Nathaniel Bacon is known to history as the leader of what became referred to as "Bacon's Rebellion" in Virginia during the seventeenth century. Little; however, is known of his early life. According to some historians, he was a relation of Lady Frances Berkeley, who was then married to the Governor of Virginia, William Berkeley. Bacon may also have been a relative of Sir Francis Bacon.

Some scholars suggest that Nathaniel Bacon arrived in Jamestown, Virginia in the early 1670s, and was immediately appointed to the council of the Governor. This act in itself suggests Bacon had some sort of strong connection to the governor and/or his wife. Bacon arrived in Virginia at a critical time. As the seventeenth century progressed, more and more settlers arrived. Free immigrants sought cheap or free land, which was promised by the crown. However, certain lands had been set aside for Indian settlement. This was accomplished through extensive negotiation and treaties with tribes.

Some white settlers who did not have the money to purchase land, known as "freeholders" (which effectively translated to "squatters"), sought to drive out or kill the Indians who were settled on what was then the Virginia frontier. Raids took place during 1674, which resulted in the deaths of Indians and the destruction of villages. The Indian tribes affected retaliated and killed white settlers. Governor Berkeley erred on the side of caution and sought to maintain a containment policy. Settlers on the frontier suspected the government would begin to levy taxes to support the expense of containment. While all of the above was happening, Bacon was busily engaged in what amounted to rabble-rousing. He emerged as a rebel leader and was keen to point to numerous corruptions in Virginia government.

He was particularly critical of the governor. He demanded the governor grant him an officer's commission to attack other Indian tribes. Berkeley refused, removed Bacon from the council and had him arrested. Bacon's supporters swiftly secured his release. The rebels, led by Bacon, demanded and eventually forced Berkeley to hold new elections. Naturally, many of the rebels assumed positions in the House of Burgesses, where they enacted sweeping reforms, including severely limiting the powers of the governor and restoring voting rights to landless freemen.
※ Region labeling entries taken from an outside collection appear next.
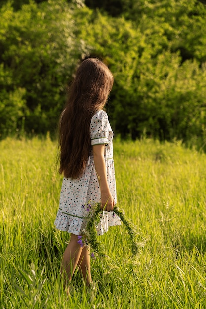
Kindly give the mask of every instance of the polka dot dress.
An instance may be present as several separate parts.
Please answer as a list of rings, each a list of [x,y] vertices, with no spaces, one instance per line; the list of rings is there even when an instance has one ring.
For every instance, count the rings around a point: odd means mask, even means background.
[[[117,202],[115,169],[113,158],[113,132],[107,113],[99,111],[93,116],[90,133],[91,145],[105,145],[104,157],[110,192]],[[99,183],[96,174],[92,151],[82,176],[76,179],[64,178],[60,193],[59,209],[55,221],[56,227],[75,235],[83,233],[88,218],[92,216],[96,202],[101,200]],[[103,235],[109,226],[121,224],[120,218],[113,212],[103,211],[97,227],[98,235]]]

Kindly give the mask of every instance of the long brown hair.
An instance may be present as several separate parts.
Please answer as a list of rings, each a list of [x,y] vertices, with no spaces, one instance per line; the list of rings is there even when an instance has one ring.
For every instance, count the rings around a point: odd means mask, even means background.
[[[59,171],[67,178],[77,178],[85,170],[91,120],[104,108],[113,81],[107,66],[97,58],[84,60],[77,69],[59,123]]]

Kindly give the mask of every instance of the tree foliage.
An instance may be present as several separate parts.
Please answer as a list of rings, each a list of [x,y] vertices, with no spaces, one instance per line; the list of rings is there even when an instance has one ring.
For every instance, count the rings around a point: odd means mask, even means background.
[[[54,132],[66,84],[79,61],[94,56],[114,75],[107,109],[116,133],[134,139],[202,137],[203,142],[205,7],[200,1],[22,0],[18,7],[4,2],[1,136],[22,123],[28,132]]]

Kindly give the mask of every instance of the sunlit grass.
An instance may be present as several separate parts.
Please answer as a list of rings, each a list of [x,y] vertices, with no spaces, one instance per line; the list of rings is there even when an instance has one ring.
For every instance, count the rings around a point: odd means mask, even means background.
[[[115,140],[118,206],[147,241],[133,260],[124,226],[110,229],[100,238],[109,257],[92,262],[97,293],[86,293],[77,271],[67,298],[59,268],[69,236],[53,223],[56,147],[49,137],[0,143],[0,308],[205,309],[205,154]]]

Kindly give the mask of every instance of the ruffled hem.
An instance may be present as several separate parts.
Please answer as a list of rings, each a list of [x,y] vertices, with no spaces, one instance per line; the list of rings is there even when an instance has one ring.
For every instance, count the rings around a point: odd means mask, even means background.
[[[56,228],[61,231],[79,235],[83,234],[86,229],[89,218],[81,218],[62,213],[59,209],[54,222]],[[97,235],[100,236],[106,233],[110,226],[120,225],[120,218],[114,215],[113,212],[103,212],[100,222],[96,227]]]

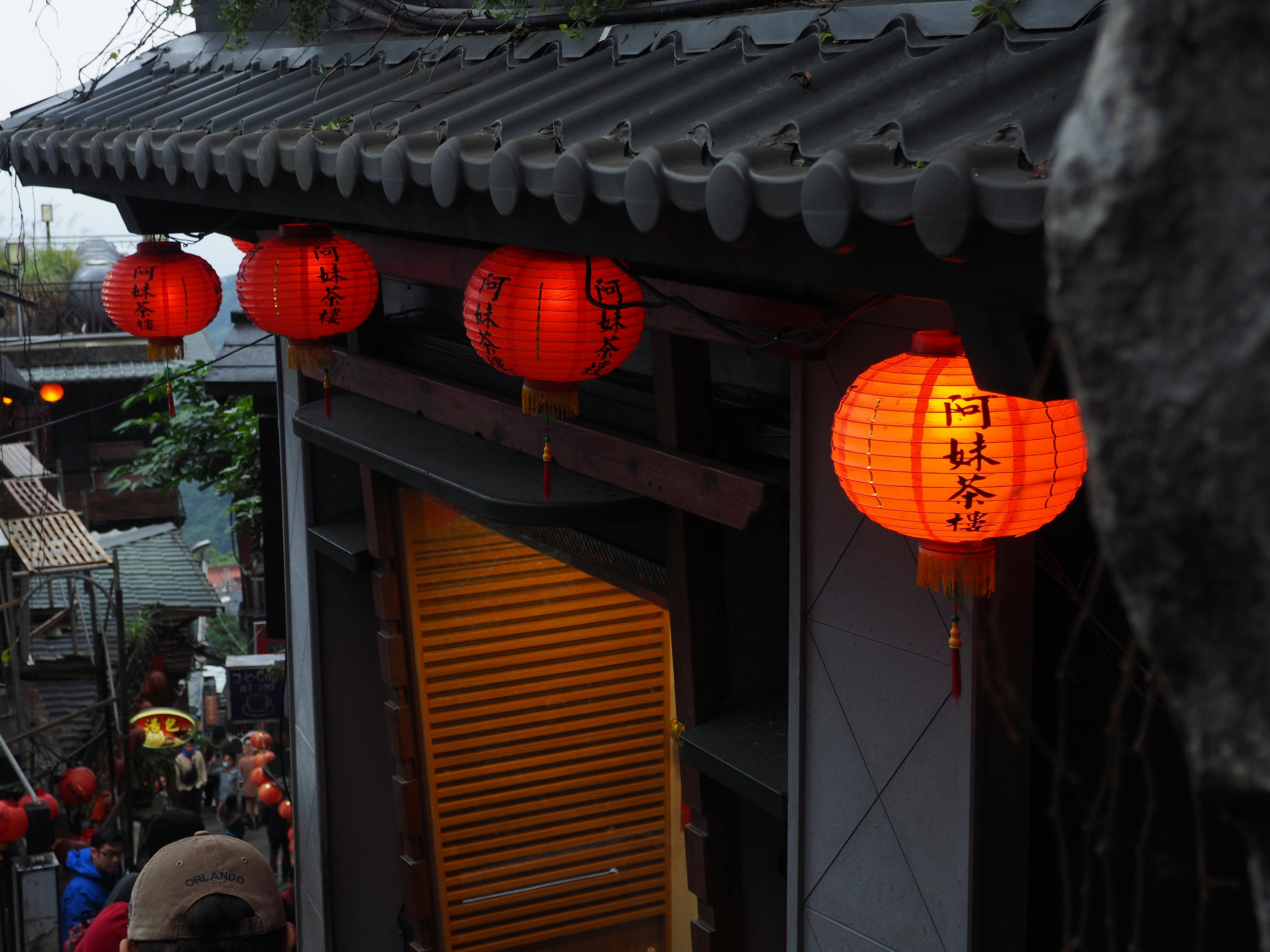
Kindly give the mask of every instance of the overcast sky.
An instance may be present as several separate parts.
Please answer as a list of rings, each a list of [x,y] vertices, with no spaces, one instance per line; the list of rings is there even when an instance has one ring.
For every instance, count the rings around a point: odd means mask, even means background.
[[[141,8],[128,20],[135,3]],[[95,62],[114,50],[126,51],[142,34],[142,17],[157,9],[155,0],[0,0],[4,10],[4,55],[0,56],[0,117],[64,89],[76,85],[77,72],[88,67],[95,75]],[[185,18],[170,24],[177,33],[193,30]],[[123,27],[123,33],[112,37]],[[163,36],[170,36],[163,34]],[[159,39],[161,39],[160,37]],[[97,61],[94,57],[99,57]],[[113,173],[108,173],[113,174]],[[0,235],[14,241],[27,222],[32,234],[44,235],[39,206],[53,206],[53,237],[80,235],[127,235],[119,212],[109,202],[79,195],[60,188],[22,188],[11,173],[0,173]],[[212,235],[187,250],[202,255],[218,274],[234,274],[243,258],[227,237]]]

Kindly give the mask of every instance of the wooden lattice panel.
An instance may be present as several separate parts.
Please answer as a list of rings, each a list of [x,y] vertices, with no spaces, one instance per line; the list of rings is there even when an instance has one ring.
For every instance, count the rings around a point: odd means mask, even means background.
[[[110,565],[110,556],[88,534],[75,513],[9,519],[3,524],[27,571]]]
[[[403,491],[451,952],[667,910],[664,612]]]
[[[57,501],[57,496],[44,489],[42,477],[30,476],[20,480],[0,480],[13,500],[27,515],[48,515],[51,513],[64,513],[66,506]]]

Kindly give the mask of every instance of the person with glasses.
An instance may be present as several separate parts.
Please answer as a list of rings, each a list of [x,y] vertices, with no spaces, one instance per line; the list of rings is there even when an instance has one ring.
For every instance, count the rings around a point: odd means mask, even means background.
[[[110,889],[119,878],[123,861],[123,833],[116,828],[98,830],[86,849],[76,849],[66,856],[66,867],[75,873],[62,892],[62,942],[75,925],[86,925],[102,911]]]

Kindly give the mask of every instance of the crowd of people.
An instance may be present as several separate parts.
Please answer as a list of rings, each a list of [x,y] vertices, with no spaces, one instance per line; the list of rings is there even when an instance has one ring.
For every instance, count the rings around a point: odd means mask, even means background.
[[[208,889],[192,889],[183,891],[180,896],[197,896],[196,902],[180,911],[193,915],[189,928],[180,938],[217,938],[222,935],[244,935],[241,932],[224,930],[229,928],[226,923],[249,905],[254,913],[246,915],[260,915],[259,902],[267,897],[260,892],[260,885],[272,883],[273,895],[282,908],[284,908],[284,920],[293,922],[293,904],[291,901],[291,847],[288,831],[290,801],[283,803],[265,803],[262,809],[257,796],[258,784],[253,781],[260,777],[260,765],[257,762],[259,753],[251,744],[257,740],[260,749],[269,746],[268,735],[255,732],[249,739],[240,740],[229,737],[224,727],[213,729],[212,734],[203,744],[190,739],[178,751],[173,760],[173,773],[168,787],[175,791],[177,803],[155,819],[146,830],[144,845],[137,857],[137,868],[141,871],[121,876],[121,862],[124,853],[123,833],[114,826],[97,830],[89,845],[81,849],[70,850],[66,854],[66,867],[72,873],[61,897],[61,942],[62,952],[116,952],[123,948],[121,942],[127,939],[132,952],[146,952],[151,943],[165,943],[173,937],[160,937],[157,927],[136,930],[130,922],[137,922],[136,906],[140,895],[138,883],[151,882],[152,895],[174,896],[170,886],[164,886],[164,880],[170,878],[170,873],[154,875],[150,878],[144,876],[145,869],[160,856],[166,856],[165,849],[180,847],[193,854],[217,861],[234,854],[235,869],[241,873],[243,863],[255,868],[257,861],[264,869],[265,877],[253,876],[251,882],[258,887],[253,895],[245,895],[243,890],[224,891]],[[272,757],[272,754],[269,755]],[[265,772],[273,782],[278,782],[276,772]],[[208,821],[213,821],[210,824]],[[208,830],[213,825],[213,830]],[[262,850],[248,842],[249,831],[263,829],[268,838],[269,858],[264,859]],[[220,834],[220,835],[215,835]],[[199,843],[194,842],[194,838]],[[234,844],[237,842],[237,845]],[[222,856],[224,854],[224,856]],[[174,854],[175,856],[175,854]],[[164,863],[166,864],[166,863]],[[177,863],[178,866],[180,862]],[[211,867],[206,867],[211,868]],[[244,867],[245,868],[245,867]],[[237,881],[235,881],[237,882]],[[237,900],[230,901],[231,899]],[[132,914],[130,916],[130,902]],[[245,905],[244,905],[245,904]],[[272,908],[272,902],[264,902]],[[197,906],[197,910],[196,910]],[[170,913],[152,918],[156,923],[160,919],[168,922]],[[241,918],[241,916],[240,916]],[[268,922],[274,922],[268,918]],[[237,925],[235,925],[237,928]],[[235,944],[235,949],[241,952],[282,952],[291,948],[295,933],[283,929],[269,929],[265,939],[262,933],[259,942],[251,939],[245,944]],[[150,934],[155,933],[155,934]],[[286,934],[283,934],[286,933]],[[254,934],[254,933],[253,933]],[[135,944],[133,944],[135,943]],[[157,948],[157,946],[154,946]]]

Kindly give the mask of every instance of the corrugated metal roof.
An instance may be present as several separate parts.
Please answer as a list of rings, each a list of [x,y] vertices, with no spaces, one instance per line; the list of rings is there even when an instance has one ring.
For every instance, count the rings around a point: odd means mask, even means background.
[[[955,256],[982,221],[1041,227],[1045,162],[1095,37],[1078,25],[1095,0],[1025,0],[1016,27],[972,6],[784,8],[542,32],[511,51],[486,34],[371,53],[337,30],[316,51],[231,53],[192,34],[86,100],[23,110],[0,145],[11,136],[13,168],[42,184],[329,180],[392,203],[431,192],[443,208],[484,194],[505,216],[536,197],[568,222],[625,207],[645,234],[674,211],[705,215],[728,242],[765,217],[801,220],[833,249],[862,218],[912,221]]]

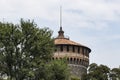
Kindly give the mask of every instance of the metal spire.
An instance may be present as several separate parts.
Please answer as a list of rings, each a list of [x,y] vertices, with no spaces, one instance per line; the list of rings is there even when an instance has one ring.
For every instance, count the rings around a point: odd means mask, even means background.
[[[62,27],[62,6],[60,6],[60,27]]]

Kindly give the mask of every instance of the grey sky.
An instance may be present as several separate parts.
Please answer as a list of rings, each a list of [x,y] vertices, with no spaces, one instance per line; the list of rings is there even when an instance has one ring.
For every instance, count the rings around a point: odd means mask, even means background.
[[[0,0],[0,21],[34,19],[57,36],[60,5],[65,35],[92,49],[90,62],[119,67],[120,0]]]

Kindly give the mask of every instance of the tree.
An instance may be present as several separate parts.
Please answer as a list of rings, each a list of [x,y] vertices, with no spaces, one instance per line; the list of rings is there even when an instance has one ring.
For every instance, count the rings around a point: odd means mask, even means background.
[[[88,74],[85,74],[82,80],[108,80],[109,74],[109,67],[92,63],[88,68]]]
[[[50,63],[51,80],[69,80],[70,72],[67,59],[54,60]],[[49,79],[50,80],[50,79]]]
[[[111,80],[120,80],[120,68],[113,68],[110,74]]]
[[[40,80],[53,55],[51,35],[51,30],[38,28],[34,21],[21,19],[17,25],[0,22],[0,76]]]

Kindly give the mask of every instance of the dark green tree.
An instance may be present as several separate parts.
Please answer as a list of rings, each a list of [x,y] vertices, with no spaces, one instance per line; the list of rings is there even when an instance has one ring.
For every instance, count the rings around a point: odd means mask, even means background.
[[[108,80],[110,68],[105,65],[90,64],[88,74],[85,74],[82,80]]]
[[[51,80],[69,80],[70,71],[67,65],[67,60],[54,60],[50,63]],[[50,79],[49,79],[50,80]]]
[[[53,55],[51,35],[51,30],[38,28],[34,21],[21,19],[17,25],[0,22],[0,76],[40,80],[44,64]]]
[[[111,80],[120,80],[120,68],[113,68],[110,74]]]

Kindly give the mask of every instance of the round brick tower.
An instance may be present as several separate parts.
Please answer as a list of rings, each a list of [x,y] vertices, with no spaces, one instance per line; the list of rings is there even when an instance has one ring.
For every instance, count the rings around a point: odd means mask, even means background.
[[[67,57],[68,65],[71,69],[71,74],[82,77],[82,74],[87,73],[89,65],[89,53],[91,49],[69,40],[64,37],[62,27],[58,31],[58,37],[54,40],[56,50],[54,52],[54,59],[62,59]]]

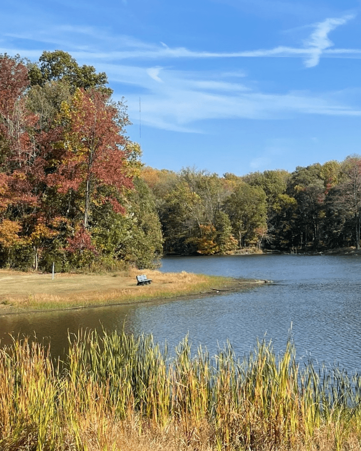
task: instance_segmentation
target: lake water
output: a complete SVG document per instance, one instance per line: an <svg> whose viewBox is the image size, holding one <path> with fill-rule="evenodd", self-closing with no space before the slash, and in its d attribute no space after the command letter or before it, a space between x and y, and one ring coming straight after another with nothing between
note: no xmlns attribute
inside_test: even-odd
<svg viewBox="0 0 361 451"><path fill-rule="evenodd" d="M236 355L257 338L284 348L292 325L297 357L361 370L361 256L249 255L166 257L161 271L268 279L239 293L179 301L99 307L0 318L2 343L8 334L47 337L53 354L67 346L68 331L80 328L152 333L170 348L188 334L211 353L228 339Z"/></svg>

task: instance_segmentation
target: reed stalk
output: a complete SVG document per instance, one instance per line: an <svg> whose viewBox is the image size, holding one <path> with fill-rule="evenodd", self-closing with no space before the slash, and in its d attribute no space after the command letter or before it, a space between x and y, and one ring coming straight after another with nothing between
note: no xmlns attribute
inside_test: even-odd
<svg viewBox="0 0 361 451"><path fill-rule="evenodd" d="M69 342L58 365L28 338L0 350L2 451L127 449L145 437L149 449L171 437L172 451L360 449L361 376L300 369L290 340L243 360L230 343L192 355L187 337L172 357L123 331Z"/></svg>

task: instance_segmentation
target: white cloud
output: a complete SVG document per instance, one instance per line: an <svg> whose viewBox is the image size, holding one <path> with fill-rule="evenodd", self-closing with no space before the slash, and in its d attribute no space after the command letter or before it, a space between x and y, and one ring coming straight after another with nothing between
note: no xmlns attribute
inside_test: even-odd
<svg viewBox="0 0 361 451"><path fill-rule="evenodd" d="M108 74L109 68L105 69ZM139 96L141 94L142 122L158 128L184 132L202 132L202 121L208 119L244 118L277 119L297 115L361 116L361 111L334 98L332 93L315 95L308 92L267 94L256 91L247 84L221 79L212 73L203 74L171 70L163 68L162 83L154 83L149 69L130 66L114 68L111 78L118 82L131 80L138 84L136 94L128 94L131 119L139 116ZM158 77L156 71L153 75ZM249 83L250 86L252 83ZM195 125L196 125L195 127Z"/></svg>
<svg viewBox="0 0 361 451"><path fill-rule="evenodd" d="M161 70L161 67L150 67L146 70L146 73L151 78L153 79L153 80L155 80L155 81L162 83L163 80L158 76Z"/></svg>
<svg viewBox="0 0 361 451"><path fill-rule="evenodd" d="M310 50L310 57L305 62L307 67L317 66L323 51L333 45L328 39L328 33L353 18L353 16L346 16L340 19L327 19L316 24L315 30L305 42Z"/></svg>

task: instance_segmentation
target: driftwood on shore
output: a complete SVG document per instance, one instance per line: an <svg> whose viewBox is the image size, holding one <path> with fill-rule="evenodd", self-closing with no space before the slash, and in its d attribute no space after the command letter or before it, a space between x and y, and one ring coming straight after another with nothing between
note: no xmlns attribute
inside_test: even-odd
<svg viewBox="0 0 361 451"><path fill-rule="evenodd" d="M247 285L250 284L268 284L271 281L270 280L251 280L249 282L239 282L240 285Z"/></svg>

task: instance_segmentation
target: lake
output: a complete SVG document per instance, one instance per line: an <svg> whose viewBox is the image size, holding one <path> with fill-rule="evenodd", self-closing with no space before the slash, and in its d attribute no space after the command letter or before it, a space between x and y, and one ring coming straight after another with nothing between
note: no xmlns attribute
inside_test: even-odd
<svg viewBox="0 0 361 451"><path fill-rule="evenodd" d="M271 280L238 293L200 299L151 302L0 318L0 338L9 333L51 343L62 354L68 331L121 330L153 334L170 349L188 334L194 352L211 353L229 340L237 355L257 339L284 349L291 336L297 358L309 357L349 371L361 370L361 256L246 255L166 257L160 271Z"/></svg>

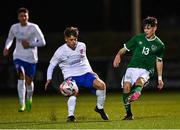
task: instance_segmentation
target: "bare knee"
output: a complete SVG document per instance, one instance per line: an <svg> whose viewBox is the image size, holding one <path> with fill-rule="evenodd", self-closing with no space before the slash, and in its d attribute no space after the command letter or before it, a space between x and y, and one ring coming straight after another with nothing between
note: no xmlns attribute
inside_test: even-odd
<svg viewBox="0 0 180 130"><path fill-rule="evenodd" d="M95 79L93 82L93 87L99 90L105 90L106 84L101 79Z"/></svg>
<svg viewBox="0 0 180 130"><path fill-rule="evenodd" d="M123 85L123 92L129 93L131 91L131 84L129 82L125 82Z"/></svg>
<svg viewBox="0 0 180 130"><path fill-rule="evenodd" d="M33 78L26 76L26 84L31 85L32 82L33 82Z"/></svg>

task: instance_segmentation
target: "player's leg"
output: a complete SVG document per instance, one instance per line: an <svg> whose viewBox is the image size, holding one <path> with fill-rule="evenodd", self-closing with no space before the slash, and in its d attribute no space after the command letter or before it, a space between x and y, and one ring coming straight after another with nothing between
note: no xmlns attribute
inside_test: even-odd
<svg viewBox="0 0 180 130"><path fill-rule="evenodd" d="M96 88L97 104L95 111L101 115L103 120L109 120L108 115L104 112L104 103L106 100L106 84L99 78L93 81L93 87Z"/></svg>
<svg viewBox="0 0 180 130"><path fill-rule="evenodd" d="M68 106L68 118L67 122L75 122L75 108L76 108L76 96L70 96L68 101L67 101L67 106Z"/></svg>
<svg viewBox="0 0 180 130"><path fill-rule="evenodd" d="M132 120L133 119L133 114L131 112L131 104L128 101L128 97L131 94L130 91L131 91L131 83L125 82L124 85L123 85L123 94L122 94L122 96L123 96L123 103L124 103L124 108L125 108L125 111L126 111L126 115L123 118L123 120Z"/></svg>
<svg viewBox="0 0 180 130"><path fill-rule="evenodd" d="M34 93L33 79L26 76L26 110L29 112L32 107L32 97Z"/></svg>
<svg viewBox="0 0 180 130"><path fill-rule="evenodd" d="M126 115L123 118L123 120L132 120L133 119L133 114L131 112L131 104L128 100L129 96L131 95L131 89L132 89L132 84L136 81L137 74L134 71L134 68L128 68L126 70L126 73L124 77L122 78L122 88L123 88L123 103L124 103L124 108L126 111Z"/></svg>
<svg viewBox="0 0 180 130"><path fill-rule="evenodd" d="M36 64L25 63L26 71L26 110L29 112L32 108L32 98L34 93L34 76L36 73Z"/></svg>
<svg viewBox="0 0 180 130"><path fill-rule="evenodd" d="M145 84L148 83L149 80L149 72L145 69L140 69L139 70L139 77L137 78L135 82L135 86L133 90L131 91L131 96L129 97L129 101L133 102L139 99L141 96L142 89Z"/></svg>
<svg viewBox="0 0 180 130"><path fill-rule="evenodd" d="M145 81L143 78L140 77L137 79L136 84L131 91L131 95L128 98L129 102L133 102L139 99L139 97L141 96L141 91L143 89L144 83Z"/></svg>
<svg viewBox="0 0 180 130"><path fill-rule="evenodd" d="M23 112L25 110L25 94L26 94L25 71L21 60L18 59L14 60L14 65L18 76L18 81L17 81L17 91L19 97L18 111Z"/></svg>

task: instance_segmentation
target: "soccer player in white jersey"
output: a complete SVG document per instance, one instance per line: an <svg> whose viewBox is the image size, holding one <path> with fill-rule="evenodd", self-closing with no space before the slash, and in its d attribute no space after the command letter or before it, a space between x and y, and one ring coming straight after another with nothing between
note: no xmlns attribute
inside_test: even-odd
<svg viewBox="0 0 180 130"><path fill-rule="evenodd" d="M50 60L47 69L47 82L52 80L53 69L56 65L62 70L64 80L75 80L78 87L86 87L96 90L97 105L95 111L99 113L103 120L109 120L104 112L104 103L106 98L106 84L93 72L86 56L86 45L78 41L79 30L76 27L67 27L64 31L65 44L60 46ZM76 96L72 95L68 99L68 122L74 122Z"/></svg>
<svg viewBox="0 0 180 130"><path fill-rule="evenodd" d="M17 90L19 96L19 112L30 111L34 91L33 79L38 62L37 47L45 46L44 36L37 24L28 22L29 11L22 7L18 9L19 23L11 26L6 39L3 55L9 54L14 38L16 47L13 52L13 62L18 74Z"/></svg>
Under Bacon's leadership, the rebel army released a Declaration of the People of Virginia, which demanded that the Indians in the area be removed or killed, and an end to the rule of "parasites." Shortly following the release of the declaration, Bacon's men burned Jamestown to the ground. In the meantime, Berkeley had sent his wife, who was truly a force to be reckoned with in her own right, to England to seek and secure military assistance. But before they could arrive, Bacon was dead, from dysentery. The rebellion collapsed and Berkeley was returned to power.